"Apa beda orang Banten sekarang dan dahulu ketika tinggal di Makkah?’’ kata seorang petugas pelayanaan jamaah haji, Arsyad Hidayat, kepada pemilik Kedai Bakso Si Doel, Suwanda, di Bakhutmah, Makkah.
Yang diajaknya bicara tak bisa menjawab. Berulang kali Suwanda berusaha keras berpikir, tapi jawaban tetap tak muncul di otaknya.
“Kalau pengin tahu, dulu orang Banten ke Masjidil Haram kebanyakan untuk ngaji dan berhaji, sekarang untuk jualan bakso,’’ kata Arsyad.
Mendengar jawaban itu, Suwanda hanya bisa nyengir kuda saja. Sindirian itu begitu telak masuk ke hatinya.
Memang, bila datang ke Masjidil Haram di luar musim haji, setiap sore di masjid itu selalu dijumpai kerumunan orang yang mengaji atau mendengarkan ceramah.
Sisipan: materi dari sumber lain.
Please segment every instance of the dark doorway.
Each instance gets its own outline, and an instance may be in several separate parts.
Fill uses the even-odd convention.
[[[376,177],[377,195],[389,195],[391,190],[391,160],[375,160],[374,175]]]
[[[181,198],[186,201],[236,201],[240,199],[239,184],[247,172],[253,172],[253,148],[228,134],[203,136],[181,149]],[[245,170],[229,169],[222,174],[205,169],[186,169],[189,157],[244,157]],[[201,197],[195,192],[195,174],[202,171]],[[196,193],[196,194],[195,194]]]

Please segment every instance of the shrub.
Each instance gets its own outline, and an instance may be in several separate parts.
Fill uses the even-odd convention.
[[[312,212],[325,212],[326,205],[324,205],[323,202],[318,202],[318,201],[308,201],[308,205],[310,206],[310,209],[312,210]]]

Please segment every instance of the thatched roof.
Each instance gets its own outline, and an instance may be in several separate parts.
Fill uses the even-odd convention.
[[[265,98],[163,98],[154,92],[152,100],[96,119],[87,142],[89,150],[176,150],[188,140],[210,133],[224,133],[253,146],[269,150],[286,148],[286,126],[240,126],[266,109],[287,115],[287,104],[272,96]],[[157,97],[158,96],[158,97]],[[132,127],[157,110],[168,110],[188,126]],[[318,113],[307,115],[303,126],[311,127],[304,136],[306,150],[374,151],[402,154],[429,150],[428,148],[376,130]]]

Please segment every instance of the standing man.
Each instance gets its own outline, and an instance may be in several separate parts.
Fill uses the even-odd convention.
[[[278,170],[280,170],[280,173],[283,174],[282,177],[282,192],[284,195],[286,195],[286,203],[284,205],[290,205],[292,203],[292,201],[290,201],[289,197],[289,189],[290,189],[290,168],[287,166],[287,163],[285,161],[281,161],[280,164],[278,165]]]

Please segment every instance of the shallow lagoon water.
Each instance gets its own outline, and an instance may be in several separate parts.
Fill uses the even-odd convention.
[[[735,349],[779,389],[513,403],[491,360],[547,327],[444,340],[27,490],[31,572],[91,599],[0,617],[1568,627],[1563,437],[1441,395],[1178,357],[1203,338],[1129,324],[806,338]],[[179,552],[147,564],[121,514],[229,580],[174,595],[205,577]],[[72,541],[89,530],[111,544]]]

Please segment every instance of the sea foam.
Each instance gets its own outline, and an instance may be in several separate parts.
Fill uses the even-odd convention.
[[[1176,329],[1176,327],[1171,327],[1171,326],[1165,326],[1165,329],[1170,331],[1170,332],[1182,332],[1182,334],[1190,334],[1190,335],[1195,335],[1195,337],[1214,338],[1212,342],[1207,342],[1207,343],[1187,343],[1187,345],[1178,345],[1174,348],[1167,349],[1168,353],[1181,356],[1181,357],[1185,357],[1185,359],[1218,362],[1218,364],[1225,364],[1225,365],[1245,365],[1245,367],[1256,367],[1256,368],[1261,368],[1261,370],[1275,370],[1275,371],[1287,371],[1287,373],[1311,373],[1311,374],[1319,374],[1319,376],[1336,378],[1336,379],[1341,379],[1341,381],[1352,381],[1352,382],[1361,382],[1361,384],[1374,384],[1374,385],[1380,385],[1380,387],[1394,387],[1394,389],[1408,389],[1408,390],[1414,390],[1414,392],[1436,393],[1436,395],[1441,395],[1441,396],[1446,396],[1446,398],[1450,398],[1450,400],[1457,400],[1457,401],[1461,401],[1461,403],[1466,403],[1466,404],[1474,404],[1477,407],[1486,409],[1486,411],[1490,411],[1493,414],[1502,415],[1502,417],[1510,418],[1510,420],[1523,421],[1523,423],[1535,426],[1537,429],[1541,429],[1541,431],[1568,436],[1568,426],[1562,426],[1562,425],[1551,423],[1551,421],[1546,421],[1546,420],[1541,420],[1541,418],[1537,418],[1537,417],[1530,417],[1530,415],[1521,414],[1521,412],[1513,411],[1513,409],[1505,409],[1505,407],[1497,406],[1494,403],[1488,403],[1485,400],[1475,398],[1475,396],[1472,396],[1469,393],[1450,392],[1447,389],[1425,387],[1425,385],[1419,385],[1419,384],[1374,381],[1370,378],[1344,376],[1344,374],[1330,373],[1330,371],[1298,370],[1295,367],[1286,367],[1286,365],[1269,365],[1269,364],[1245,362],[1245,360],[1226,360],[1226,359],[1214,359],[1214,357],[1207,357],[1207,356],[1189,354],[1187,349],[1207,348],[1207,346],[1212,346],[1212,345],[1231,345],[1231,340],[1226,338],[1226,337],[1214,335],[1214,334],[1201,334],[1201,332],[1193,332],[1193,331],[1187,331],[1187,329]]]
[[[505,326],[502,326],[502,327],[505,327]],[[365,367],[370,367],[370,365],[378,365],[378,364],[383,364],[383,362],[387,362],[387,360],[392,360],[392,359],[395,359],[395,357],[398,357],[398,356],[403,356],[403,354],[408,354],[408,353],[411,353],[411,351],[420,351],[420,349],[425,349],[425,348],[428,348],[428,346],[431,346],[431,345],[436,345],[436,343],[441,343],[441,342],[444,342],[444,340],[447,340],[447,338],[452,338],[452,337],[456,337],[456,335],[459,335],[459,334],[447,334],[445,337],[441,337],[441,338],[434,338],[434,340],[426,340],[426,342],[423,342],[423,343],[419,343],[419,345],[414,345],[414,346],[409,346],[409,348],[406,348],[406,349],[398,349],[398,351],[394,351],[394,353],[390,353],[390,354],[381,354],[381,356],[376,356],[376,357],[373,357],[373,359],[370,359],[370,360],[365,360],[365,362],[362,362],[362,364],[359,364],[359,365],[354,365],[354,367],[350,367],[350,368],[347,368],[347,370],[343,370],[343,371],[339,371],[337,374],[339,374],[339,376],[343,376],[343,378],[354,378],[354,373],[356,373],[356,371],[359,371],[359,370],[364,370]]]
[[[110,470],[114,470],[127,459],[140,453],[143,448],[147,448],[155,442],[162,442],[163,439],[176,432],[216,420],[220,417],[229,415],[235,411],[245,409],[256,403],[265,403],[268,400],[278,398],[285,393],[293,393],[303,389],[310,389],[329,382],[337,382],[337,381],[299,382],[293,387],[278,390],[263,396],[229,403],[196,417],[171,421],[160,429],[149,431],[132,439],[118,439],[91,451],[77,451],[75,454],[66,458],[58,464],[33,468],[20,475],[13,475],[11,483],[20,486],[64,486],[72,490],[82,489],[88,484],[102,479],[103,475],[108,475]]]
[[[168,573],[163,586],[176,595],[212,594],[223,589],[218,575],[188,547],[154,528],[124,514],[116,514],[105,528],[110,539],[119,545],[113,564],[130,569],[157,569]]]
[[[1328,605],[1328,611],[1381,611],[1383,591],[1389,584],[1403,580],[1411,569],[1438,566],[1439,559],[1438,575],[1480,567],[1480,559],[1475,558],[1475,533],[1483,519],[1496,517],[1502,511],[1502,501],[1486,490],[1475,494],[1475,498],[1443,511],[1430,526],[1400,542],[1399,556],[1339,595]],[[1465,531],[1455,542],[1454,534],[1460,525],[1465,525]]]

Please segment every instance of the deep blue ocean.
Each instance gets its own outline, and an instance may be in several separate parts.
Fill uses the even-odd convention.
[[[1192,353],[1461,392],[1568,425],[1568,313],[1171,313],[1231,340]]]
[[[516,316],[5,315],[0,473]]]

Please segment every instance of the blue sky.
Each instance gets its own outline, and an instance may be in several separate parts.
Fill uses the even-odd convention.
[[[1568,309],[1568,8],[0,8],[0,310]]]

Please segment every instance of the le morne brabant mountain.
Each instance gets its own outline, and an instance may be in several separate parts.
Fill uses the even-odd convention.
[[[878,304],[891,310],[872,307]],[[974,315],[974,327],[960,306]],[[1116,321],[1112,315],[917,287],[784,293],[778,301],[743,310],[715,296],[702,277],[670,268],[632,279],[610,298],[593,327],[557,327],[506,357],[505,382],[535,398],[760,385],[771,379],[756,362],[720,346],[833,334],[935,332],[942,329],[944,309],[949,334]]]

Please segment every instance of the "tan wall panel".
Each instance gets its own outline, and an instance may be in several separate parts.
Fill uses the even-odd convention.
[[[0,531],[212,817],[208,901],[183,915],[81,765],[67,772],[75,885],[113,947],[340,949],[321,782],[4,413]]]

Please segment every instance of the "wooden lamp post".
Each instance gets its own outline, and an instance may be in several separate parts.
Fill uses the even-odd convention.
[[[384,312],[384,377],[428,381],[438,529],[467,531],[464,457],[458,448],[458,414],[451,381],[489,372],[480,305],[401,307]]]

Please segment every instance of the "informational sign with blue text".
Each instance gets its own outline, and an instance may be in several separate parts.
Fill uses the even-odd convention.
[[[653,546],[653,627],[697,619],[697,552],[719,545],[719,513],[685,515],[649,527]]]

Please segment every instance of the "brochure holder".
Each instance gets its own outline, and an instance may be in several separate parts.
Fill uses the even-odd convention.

Mereka terbagi-bagi dalam beberapa ‘halakah’. Seorang guru berdiri di sebuah kursi, para muridnya mendengarkan ceramah.
Namun, pemandangan itu menghilang seiring dengan kedatangan rombongan haji.
Padahal, model mengajar seperti itulah yang sebenarnya menjadi sisa pengajaran model Islam masa lalu, sebelum kini di Makkah dan Madinah didirikan universitas.
“Tapi, salah satu guru mengajar di Haram (Masjidil Haram) adalah almarhum Syekh Nawawi al-Bantani. Dia orang dari Tanara, Banten,’’ kata Suwanda balik menyerang tak mau kalah.
Arsyad kini menimpalinya dengan senyuman. Master UIN Jakarta dan lulusan Al-Azhar ini pun membenarkannya.
“Salah satu cucu Syekh Nawawi, ya KH Ma’ruf Amin (Ketua Syuriah NU -red),’’ katanya.